In the preferred differential measurement or two-wavelength measurement, which is described above, of course, the same views apply to the choice of measurement wavelengths relative to the position of the refractive index maximum as in the case of measurement at one wavelength, as discussed above. 10 lS 20 30 35 500 817 In this case, the requirements for the refractive index of the marking substance are not as high as when measuring at a wavelength. However, the absorbance (extinction coefficient) of the label of the analyte should preferably be higher than about 10 g / cm 1, and more preferably higher than about 1 g -1 cm -1.

Instead of performing the measurement of low refractive index on the minimum plateau of the refractive index, it can be performed on the high wavelength side of the refractive index maximum.

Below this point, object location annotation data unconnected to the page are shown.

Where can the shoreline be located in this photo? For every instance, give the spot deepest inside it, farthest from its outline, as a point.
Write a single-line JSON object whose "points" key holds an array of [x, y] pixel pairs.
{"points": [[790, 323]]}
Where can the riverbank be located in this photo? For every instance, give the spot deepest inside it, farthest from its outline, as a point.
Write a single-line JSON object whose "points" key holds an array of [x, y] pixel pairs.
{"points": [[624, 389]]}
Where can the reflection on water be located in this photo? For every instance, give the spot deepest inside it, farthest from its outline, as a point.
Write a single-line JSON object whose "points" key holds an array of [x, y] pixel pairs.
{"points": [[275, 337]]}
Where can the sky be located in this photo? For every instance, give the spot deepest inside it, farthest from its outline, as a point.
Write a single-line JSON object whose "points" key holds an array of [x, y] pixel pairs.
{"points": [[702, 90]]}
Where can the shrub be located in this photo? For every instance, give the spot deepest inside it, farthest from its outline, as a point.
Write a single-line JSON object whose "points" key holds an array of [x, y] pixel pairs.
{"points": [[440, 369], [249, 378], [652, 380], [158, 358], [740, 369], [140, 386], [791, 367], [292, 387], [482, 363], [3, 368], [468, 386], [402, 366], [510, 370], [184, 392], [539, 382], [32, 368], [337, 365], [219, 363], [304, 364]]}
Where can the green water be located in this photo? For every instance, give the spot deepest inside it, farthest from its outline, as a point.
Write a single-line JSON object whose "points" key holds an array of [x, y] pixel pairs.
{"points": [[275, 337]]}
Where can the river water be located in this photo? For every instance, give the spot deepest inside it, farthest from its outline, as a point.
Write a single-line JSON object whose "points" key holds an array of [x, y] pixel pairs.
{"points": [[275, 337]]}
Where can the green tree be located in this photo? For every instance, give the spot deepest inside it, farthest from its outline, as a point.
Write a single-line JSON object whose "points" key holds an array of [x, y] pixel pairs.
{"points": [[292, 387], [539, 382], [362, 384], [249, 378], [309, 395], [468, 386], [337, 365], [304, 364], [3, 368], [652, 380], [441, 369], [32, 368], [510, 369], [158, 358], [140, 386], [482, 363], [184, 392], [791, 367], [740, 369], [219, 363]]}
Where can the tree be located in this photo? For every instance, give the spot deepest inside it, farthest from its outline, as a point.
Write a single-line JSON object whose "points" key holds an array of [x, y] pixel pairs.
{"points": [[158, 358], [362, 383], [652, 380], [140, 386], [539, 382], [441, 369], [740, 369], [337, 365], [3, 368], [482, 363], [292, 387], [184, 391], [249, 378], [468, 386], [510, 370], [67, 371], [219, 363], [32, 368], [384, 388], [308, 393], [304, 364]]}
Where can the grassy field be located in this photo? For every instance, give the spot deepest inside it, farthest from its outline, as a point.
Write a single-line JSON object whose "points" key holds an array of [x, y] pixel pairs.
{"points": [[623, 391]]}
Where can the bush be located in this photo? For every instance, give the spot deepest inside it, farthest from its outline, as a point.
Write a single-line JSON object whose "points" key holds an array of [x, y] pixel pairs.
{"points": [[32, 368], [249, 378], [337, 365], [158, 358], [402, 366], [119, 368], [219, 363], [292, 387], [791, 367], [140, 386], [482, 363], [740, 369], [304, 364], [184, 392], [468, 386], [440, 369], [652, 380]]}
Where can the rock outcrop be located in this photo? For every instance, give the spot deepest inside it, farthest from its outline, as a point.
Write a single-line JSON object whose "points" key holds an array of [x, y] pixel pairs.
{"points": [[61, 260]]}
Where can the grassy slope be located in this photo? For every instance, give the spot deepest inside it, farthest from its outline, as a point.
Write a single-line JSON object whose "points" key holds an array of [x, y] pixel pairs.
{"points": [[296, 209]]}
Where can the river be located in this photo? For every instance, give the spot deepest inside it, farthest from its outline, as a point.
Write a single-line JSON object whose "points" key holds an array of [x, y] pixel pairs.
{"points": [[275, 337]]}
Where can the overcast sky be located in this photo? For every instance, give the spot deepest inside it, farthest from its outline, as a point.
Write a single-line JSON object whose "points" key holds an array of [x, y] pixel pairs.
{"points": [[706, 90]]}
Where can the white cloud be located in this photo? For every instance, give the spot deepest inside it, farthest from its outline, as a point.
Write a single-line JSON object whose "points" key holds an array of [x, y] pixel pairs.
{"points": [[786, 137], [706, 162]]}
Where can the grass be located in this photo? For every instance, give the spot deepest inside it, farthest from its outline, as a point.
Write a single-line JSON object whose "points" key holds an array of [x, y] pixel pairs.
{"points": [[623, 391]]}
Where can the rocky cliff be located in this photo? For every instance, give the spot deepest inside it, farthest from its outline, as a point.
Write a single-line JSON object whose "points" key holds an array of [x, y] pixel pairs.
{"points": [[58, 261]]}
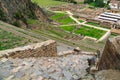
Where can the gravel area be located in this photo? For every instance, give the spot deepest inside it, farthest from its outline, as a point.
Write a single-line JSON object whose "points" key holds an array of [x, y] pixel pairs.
{"points": [[71, 67]]}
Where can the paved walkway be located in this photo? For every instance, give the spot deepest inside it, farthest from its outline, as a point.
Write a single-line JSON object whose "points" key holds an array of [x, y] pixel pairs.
{"points": [[71, 67]]}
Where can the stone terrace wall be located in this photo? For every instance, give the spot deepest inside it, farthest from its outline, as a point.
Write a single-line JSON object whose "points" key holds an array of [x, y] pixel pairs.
{"points": [[111, 55], [102, 23], [44, 49]]}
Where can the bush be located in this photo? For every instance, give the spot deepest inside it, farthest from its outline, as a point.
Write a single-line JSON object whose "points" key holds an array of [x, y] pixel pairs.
{"points": [[2, 16]]}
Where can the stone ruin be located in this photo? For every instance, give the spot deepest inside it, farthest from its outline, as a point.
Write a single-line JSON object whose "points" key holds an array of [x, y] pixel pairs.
{"points": [[44, 49]]}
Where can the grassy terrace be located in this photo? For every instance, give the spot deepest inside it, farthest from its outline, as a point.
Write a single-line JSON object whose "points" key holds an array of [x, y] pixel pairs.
{"points": [[9, 40], [49, 3], [81, 21], [32, 21], [85, 30], [68, 28], [95, 24], [62, 18]]}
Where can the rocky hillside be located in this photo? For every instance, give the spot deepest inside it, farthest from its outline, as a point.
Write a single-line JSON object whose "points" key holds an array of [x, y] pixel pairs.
{"points": [[111, 55], [18, 11]]}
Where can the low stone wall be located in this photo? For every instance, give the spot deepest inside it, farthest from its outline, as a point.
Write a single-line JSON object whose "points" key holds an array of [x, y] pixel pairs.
{"points": [[44, 49], [110, 58], [102, 23]]}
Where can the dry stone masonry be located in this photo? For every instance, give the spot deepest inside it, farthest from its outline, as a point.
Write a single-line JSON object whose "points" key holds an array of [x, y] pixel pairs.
{"points": [[111, 55], [44, 49]]}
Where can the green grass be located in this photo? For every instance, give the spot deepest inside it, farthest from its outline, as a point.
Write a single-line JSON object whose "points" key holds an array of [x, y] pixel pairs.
{"points": [[93, 4], [9, 40], [49, 3], [96, 24], [32, 21], [85, 30], [62, 18], [58, 15], [93, 23], [91, 32], [81, 21], [68, 28]]}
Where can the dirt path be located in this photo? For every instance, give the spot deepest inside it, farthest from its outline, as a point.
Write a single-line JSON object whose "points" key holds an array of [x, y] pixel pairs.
{"points": [[71, 16]]}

Since the refractive index decreases with wavelength in this region, a large refractive index difference can be obtained if the wavelength difference is large enough. In this case, the increase in probability will not be quite as great as in the case that the measurement of low refractive index is made close to the refractive index minimum, but the reduction of the noise and the increase of the selectivity will still be obtained.

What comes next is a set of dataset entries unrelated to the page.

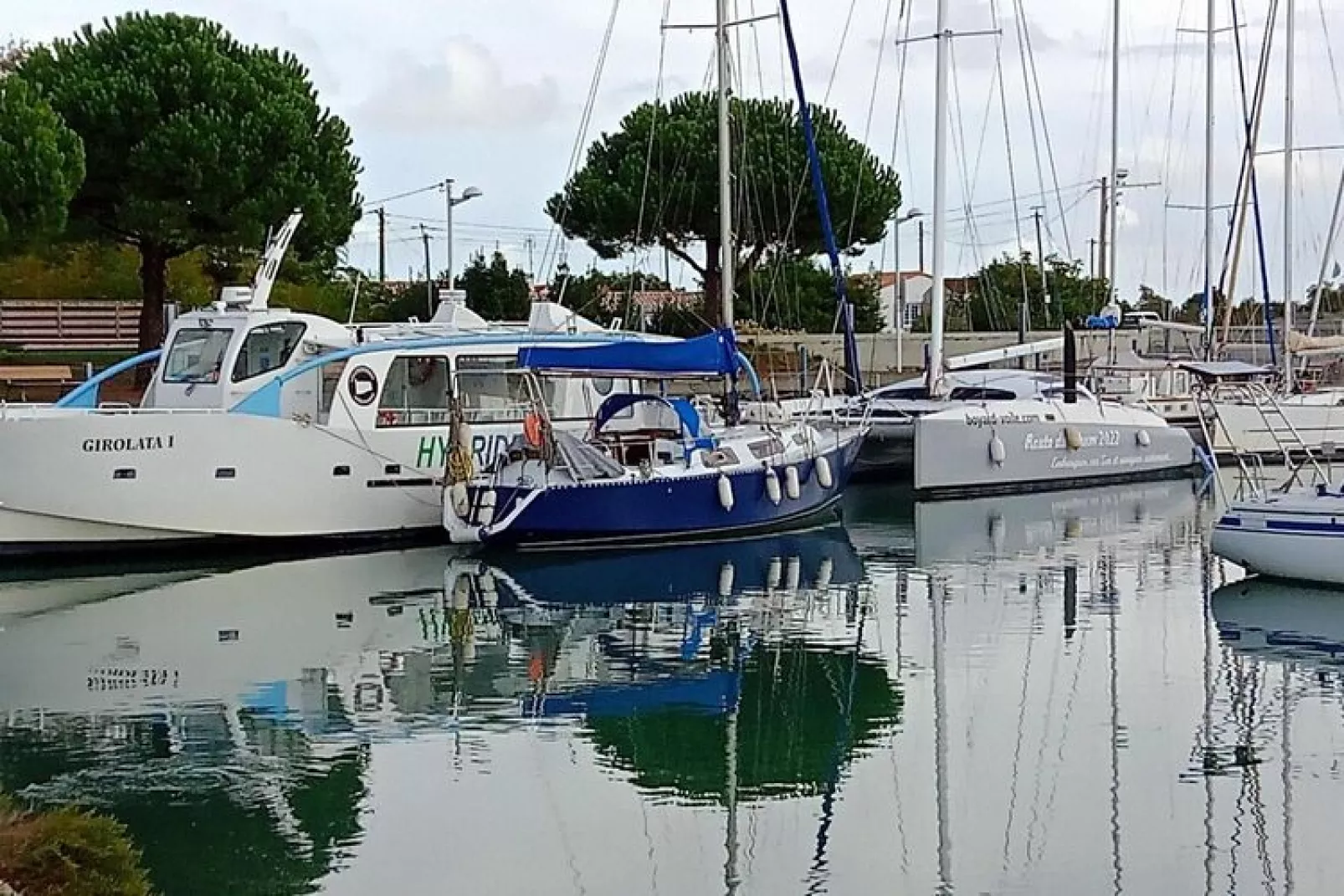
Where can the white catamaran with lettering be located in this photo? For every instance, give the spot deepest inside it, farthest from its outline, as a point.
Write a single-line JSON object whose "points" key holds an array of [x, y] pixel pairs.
{"points": [[268, 423]]}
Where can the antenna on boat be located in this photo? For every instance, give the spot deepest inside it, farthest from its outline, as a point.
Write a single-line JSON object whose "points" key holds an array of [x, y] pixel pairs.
{"points": [[727, 255], [269, 268], [354, 299]]}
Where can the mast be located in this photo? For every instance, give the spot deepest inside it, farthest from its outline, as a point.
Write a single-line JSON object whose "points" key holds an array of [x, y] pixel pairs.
{"points": [[854, 372], [940, 199], [727, 255], [1210, 264], [1289, 23], [1115, 151]]}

It should be noted that when this differential measurement embodiment is used, only one detector cell is required for all the mentioned refractometer types except for the interferometer.

An important advantage of refractometry is that the refractive index is dependent on concentration instead of the amount of substance, and the technology is therefore truly miniaturizable, but of course depending on which type of refractometer is chosen. The measured signal will be independent of the size of the detection volume, and the detection volume can therefore, in principle, be miniaturized to any degree.

For example, the technology allows direct detection on column.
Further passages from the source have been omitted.